Third, in far too many cases, we are mistreating our nation’s prisoners. I’ve written extensively at The Atlantic about shocking allegations of abuse and neglect of mentally ill federal inmates at ADX-Florence, the “Supermax” prison in Colorado. Last week, in Pennsylvania, disability advocates filed a lawsuit against Pennsylvania corrections officers, alleging that the state’s solitary confinement policies violate the rights of mentally ill prisoners. In California, meanwhile, a noted psychiatrist concluded that state prison officials aren’t doing enough to prevent inmate suicide. “This is a perfect example of deliberate indifference, said an attorney for an inmate who sued for help.
None of this is acceptable in a civilized nation. But virtually all of it is fixable if the nation’s political leaders exercise the will to do so. The problem of the mass incarceration of America didn’t start with a single event and it won’t end with one. There will have to be incremental reform, a gradual tilting of popular momentum toward the notion that what we’ve been doing for decades — throwing each other into prison for drug crimes — isn’t working, on any level.
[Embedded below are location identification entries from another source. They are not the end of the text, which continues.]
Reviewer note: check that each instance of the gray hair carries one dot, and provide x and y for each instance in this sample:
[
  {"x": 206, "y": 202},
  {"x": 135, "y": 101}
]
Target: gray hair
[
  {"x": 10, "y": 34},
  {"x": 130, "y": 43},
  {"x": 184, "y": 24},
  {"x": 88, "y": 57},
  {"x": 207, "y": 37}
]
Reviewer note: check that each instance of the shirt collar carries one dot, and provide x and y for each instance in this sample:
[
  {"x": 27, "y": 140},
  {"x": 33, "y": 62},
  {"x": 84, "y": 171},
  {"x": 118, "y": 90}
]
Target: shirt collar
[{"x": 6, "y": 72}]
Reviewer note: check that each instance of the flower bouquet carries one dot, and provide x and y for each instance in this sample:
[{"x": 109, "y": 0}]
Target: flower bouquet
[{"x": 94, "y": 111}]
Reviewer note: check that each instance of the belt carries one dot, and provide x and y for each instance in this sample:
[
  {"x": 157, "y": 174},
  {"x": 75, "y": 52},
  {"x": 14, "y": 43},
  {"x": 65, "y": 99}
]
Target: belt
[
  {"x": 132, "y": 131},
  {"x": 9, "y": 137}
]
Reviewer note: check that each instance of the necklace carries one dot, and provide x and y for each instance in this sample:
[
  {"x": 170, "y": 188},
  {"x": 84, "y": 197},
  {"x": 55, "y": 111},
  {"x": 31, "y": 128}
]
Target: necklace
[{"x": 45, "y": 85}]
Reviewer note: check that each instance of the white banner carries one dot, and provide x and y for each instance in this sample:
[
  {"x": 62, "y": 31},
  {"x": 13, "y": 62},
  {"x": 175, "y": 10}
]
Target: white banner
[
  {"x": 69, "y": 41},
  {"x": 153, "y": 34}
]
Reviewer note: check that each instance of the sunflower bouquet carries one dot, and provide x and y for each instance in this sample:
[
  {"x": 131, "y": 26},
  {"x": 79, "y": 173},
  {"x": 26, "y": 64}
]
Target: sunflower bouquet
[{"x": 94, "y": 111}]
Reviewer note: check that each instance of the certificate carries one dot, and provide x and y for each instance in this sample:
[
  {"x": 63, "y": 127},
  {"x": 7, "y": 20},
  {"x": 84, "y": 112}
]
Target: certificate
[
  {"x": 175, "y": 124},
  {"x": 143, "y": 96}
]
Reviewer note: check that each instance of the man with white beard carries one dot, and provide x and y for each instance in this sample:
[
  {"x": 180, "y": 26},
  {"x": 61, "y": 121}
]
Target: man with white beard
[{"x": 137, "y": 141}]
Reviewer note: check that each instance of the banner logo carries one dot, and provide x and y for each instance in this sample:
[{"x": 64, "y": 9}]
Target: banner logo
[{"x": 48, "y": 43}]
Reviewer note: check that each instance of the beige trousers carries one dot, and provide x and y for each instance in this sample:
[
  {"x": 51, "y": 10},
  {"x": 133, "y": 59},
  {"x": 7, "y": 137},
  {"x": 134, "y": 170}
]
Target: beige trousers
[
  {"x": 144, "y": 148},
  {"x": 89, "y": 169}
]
And, even in just the past ten days or so, there are strong signs that this is happening. I mean, the topic even made the cover of Harvard Magazine.
Too many prisoners. The federal prison budget alone has grown by nearly $2 billion in just the last five years. On Capitol Hill last week, Senators Pat Leahy (D-Vt.) and Rand Paul (R-Ky) introduced legislation that would give federal judges more discretion to avoid mandatory maximum sentences. “This bill is necessary to combat the explosion of new federal criminal laws,” Sen. Paul said, “many of which carry new mandatory minimum penalties.” Of course, the more direct solution to this problem would be to repeal or revise some of those draconian laws. And in my view the measure itself could be even better if it gave judges even more discretion. But this measure, if it passes, will ultimately result in fewer federal inmates and that’s a good thing.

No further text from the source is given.